その日は収穫祭でした。
作物の豊作を祝い、朝からお城も街もお祭です。
スゥのもとにもたくさんの人々が集まり、陽気な音楽が流れ、夜遅くまでにぎわいました。
そして楽しかったお祭もやがて終わりをむかえ、静まり返った頃。
遠くから、見慣れない美しい鳥が2羽やってきました。そして
「ごらん、美味しそうな実がなっている木があるよ」
と、スゥの枝に止まりました。
「本当ね、とても美味しそうな実だわ」
スゥにはすぐに分かりました。
すんだひとみと、長く美しい黄色い羽。なにより、1日も忘れたことがない、あのさわやかなさえずり。
なんとライラが成長し、つがいとなってやって来たのです。
しかし、彼女はスゥに全く気づきませんでした。ライラが無事だったことは安心しましたが、彼女が遠いところに行ってしまったことに、スゥは深く傷つきました。
「ライラ・・・」
これまでずっとがまんしていた想いは、やり場のない大きな大きな悲しみとなって込み上げ、自分をだました学者や森に返してくれなかった王様だけにとどまらず、周りのすべてに向けて、スゥは一気にはき出しました。

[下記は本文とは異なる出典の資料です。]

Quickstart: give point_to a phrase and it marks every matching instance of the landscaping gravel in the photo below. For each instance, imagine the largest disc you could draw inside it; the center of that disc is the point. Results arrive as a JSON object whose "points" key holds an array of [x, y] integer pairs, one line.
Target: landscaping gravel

太い根は大蛇のように動き回って地ひびきとともに大地を割り、枝とツタはエモノを捕らえたクモの巣のように伸びてお城をつつみ、青々としていた葉は刃となって触れるものをかみくだき、あの甘かった実は猛毒の実へと変わりました。
「あの学者め!! こんないまわしい呪われた木など、早く燃やして灰にしてしまえ!」
驚いた王様はすぐに兵士たちに命令して火矢を放ちましたが、その言葉を聞いてさらに怒りを増したスゥにはまったく歯が立ちません。逆にお城や街を、炎があっという間に飲み込みました。
われを忘れた彼を、誰も止めることはできず、みんな次々と逃げ出して行きました。
もう人々のさけび声も彼には届きませんでしたが、みさかいなく暴れるスゥの目に、ライラが映りました。彼は少しだけ正気に戻り、まがまがしい枝を伸ばして彼女に触れようとしました。
しかしその時、
「危ない!ライラ!」
と、雄鳥がそれをじゃまをしました。
それを見たスゥの目は再び怒りに染まり、枝で雄鳥をわしづかみと、思い切り地面に叩き付けました。
「なんて恐ろしい樹なのかしら! こんなところにはもういたくない! 早く逃げましょう!!」
ライラが言いました。
スゥはライラを逃すまいとたくさんの枝と葉とツタで囲おうとしましたが、彼女は傷ついた雄鳥に寄りそい、彼方へ飛び去っていきました。
夜が明けると、昨日のお祭が、うそのように、お城も街もガレキの山となっていました。